Many people spend their time serving others in every locality in the land. Others make their profession in healthcare. Others are teachers or educators. Some do it for their church. They live in a spirit of grace. Their spirit inspires them to be compassionate towards others.
Evan Harrel (cofounder of the Center for Compassionate leadership) explained to me that compassion “is awareness of suffering and the aspiration to relieve it.” Harrel, and Laura Berland, founder, believe compassion is more than just sympathy. It requires action. “Compassionate leadership involves bringing compassion to those you lead” to “create cultures where compassion is an essential ingredient that helps alleviate suffering.”

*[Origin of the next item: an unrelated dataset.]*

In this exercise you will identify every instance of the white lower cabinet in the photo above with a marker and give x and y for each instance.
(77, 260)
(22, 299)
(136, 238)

Mother Theresa once said that “if we don’t have peace,” it was because we forget that we are one another. We can strengthen our bonds by showing compassion. It is not enough to say it. It is tough to be with those who profit from our divisions. Therefore, compassion has its limits. Your efforts should be directed at making a positive impact. Your ability to listen to others opens up your heart, leading you to understand.
Berland and Harrell both say that compassion has the benefit of transformation. Today’s world is undergoing a significant upheaval due to the pandemic. People are starting to rethink who they are and what they would like to do with the rest of their lives. It is possible to change the way you think about the world by acting compassionately one person at a time.
Acting with compassion
Giving compassion is grace in action. Consider these:
Cbe open-minded and have an open heart.
Operate if you have a mind of abundance.
Met other people where they are and not where you want them to be.
Put others first of yourself.
Act is for the good and safety of the team.
Serve as many others as you like.
Stay back for more ideas.
Initiate action for others.
Open yourself to the goodness all around you.
Nrequire help? It is possible to get it. You are not the only one.